A couple of years ago, Somers said police teamed with community partners to quell these two Sacramento gangs through its Cease Fire gang-prevention program. A panel of faith leaders, neighborhood residents, former gang members and law-enforcement authorities explained the consequences of continued violence and were able to triage the situation for a while, Somers said.

Cease Fire wasn’t built to sustain a permanent peace, however, authorities say. The city council defunded the program late last year, and it’s been replaced with Cops and Clergy, which teams police and influential pastors in the community. The teams drop in on at-risk youth and adults at their homes, schools and, sometimes, jail, where they link them up with resources and try to develop personal relationships.

“We are letting these kids know that we are all partnering together to help them fly straight,” said police Lt. Roman Murrietta, who spearheads the program. “It’s a partnership that should have happened a long time ago.”

More than anything, the year-old partnership is about getting troubled neighborhoods to look to the police as partners, rather than as an occupying force. “It’s about developing trust,” said Officer Michele Gigante, a Sacramento Police Department spokeswoman. “And that’s huge. Trust is huge.”

It can also be a hard-won commodity for a city that has validated some 4,700 residents as gang members.

Sac State’s Hernandez cautioned that law enforcement is sometimes overeager to place a “gang” label on anyone from a tough neighborhood. Over the past two decades, the “hybrid” term has gained favor in the criminal-justice world to define gangs that don’t behave like typical gangs. “It’s anything you want it to be,” Hernandez said of the term. “The hybrid gangs are mostly made up of people who have left other gangs and have started again. There is a question if they are gangs or just groups of violent friends.”

Somers told the council the two hybrid groups at the middle of last month’s violence would be “the target of our investigations long-term.” He said the Sacramento County district attorney’s office had agreed to pursue sentence-increasing gang enhancements and that the department was hoping to steer more gang cases to the U.S. attorney’s office, “because you get real time at the federal level, as opposed to what’s occurring here at the local level.”

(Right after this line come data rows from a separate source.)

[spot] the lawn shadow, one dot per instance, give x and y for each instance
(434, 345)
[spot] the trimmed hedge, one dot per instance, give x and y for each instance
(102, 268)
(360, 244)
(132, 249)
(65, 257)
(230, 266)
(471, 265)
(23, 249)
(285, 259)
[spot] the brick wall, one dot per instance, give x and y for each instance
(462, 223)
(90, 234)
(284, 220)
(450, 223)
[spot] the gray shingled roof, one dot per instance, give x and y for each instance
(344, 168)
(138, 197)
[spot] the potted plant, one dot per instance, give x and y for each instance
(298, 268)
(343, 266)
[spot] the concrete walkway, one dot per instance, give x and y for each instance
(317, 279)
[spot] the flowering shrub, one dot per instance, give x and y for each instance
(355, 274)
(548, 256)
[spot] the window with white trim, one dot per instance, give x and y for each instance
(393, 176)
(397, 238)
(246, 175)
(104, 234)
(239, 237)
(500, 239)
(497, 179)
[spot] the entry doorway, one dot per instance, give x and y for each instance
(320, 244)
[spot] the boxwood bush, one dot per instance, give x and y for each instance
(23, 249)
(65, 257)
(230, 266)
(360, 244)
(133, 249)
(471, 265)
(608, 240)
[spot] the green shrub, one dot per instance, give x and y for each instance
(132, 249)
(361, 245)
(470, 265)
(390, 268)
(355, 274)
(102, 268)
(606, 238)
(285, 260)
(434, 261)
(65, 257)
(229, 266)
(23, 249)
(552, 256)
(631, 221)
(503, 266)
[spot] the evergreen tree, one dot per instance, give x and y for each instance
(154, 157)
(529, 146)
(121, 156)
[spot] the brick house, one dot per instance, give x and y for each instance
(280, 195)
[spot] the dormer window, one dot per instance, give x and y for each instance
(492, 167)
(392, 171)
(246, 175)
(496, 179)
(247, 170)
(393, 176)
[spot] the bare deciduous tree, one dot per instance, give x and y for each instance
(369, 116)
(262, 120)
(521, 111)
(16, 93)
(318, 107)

In the meantime, the hunt for Oliver and friends continues.

The Oakland-born rapper told the Siccness he moved to Sacramento at a young age, and that authorities forced him and his fellow gang members out of their G Parkway neighborhood a decade ago to a place he refers to as “South Sac Iraq.”

“We still outside, we still rockin,’” Oliver said during the interview. “We a different kind of breed.”

The district attorney’s office filed one felony assault count against Oliver on March 21. He has yet to appear in court for an arraignment. The charge carries with it a maximum sentence of four years in state prison.

His most recent music video, “Mac Blast,” with DB Tha General, had more than 100,000 views on YouTube as of this week.